From 7a96232f2e2ec584dfdbb422f02b5a4fa402afbf Mon Sep 17 00:00:00 2001
From: "copilot-swe-agent[bot]" <198982749+Copilot@users.noreply.github.com>
Date: Tue, 3 Mar 2026 20:18:22 +0000
Subject: [PATCH 4/5] Make defuddle parse existing local HTML source files
Co-authored-by: pirate <511499+pirate@users.noreply.github.com>
---
.../defuddle/on_Snapshot__57_defuddle.py | 38 ++++++++++++++++++-
.../plugins/defuddle/tests/test_defuddle.py | 26 ++++++++++++-
2 files changed, 62 insertions(+), 2 deletions(-)

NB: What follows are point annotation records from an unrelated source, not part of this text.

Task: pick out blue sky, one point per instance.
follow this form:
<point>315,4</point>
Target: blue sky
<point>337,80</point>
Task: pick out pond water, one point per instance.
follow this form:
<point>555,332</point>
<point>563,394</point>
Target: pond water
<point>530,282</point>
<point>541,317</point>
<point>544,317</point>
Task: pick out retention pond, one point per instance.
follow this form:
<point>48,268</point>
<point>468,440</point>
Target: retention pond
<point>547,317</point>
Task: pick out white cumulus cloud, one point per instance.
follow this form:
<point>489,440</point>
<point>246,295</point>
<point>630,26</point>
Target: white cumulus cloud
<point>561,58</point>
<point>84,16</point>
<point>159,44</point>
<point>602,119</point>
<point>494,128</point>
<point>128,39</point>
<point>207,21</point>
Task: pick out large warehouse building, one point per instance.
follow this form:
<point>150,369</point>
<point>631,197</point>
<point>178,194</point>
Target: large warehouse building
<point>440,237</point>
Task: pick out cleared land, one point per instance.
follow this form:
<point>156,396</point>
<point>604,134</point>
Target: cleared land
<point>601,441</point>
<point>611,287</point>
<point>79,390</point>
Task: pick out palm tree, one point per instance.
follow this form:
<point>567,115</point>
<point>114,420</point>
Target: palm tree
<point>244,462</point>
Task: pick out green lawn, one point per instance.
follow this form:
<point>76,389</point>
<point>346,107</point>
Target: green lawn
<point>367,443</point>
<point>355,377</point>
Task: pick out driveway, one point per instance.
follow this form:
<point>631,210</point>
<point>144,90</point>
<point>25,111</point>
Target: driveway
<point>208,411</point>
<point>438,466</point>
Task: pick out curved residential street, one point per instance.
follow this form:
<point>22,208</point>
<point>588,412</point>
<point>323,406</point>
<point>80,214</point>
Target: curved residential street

diff --git a/abx_plugins/plugins/defuddle/on_Snapshot__57_defuddle.py b/abx_plugins/plugins/defuddle/on_Snapshot__57_defuddle.py
index c0acf85..0b36142 100644
--- a/abx_plugins/plugins/defuddle/on_Snapshot__57_defuddle.py
+++ b/abx_plugins/plugins/defuddle/on_Snapshot__57_defuddle.py
@@ -57,14 +57,50 @@ def get_env_array(name: str, default: list[str] | None = None) -> list[str]:
return default if default is not None else []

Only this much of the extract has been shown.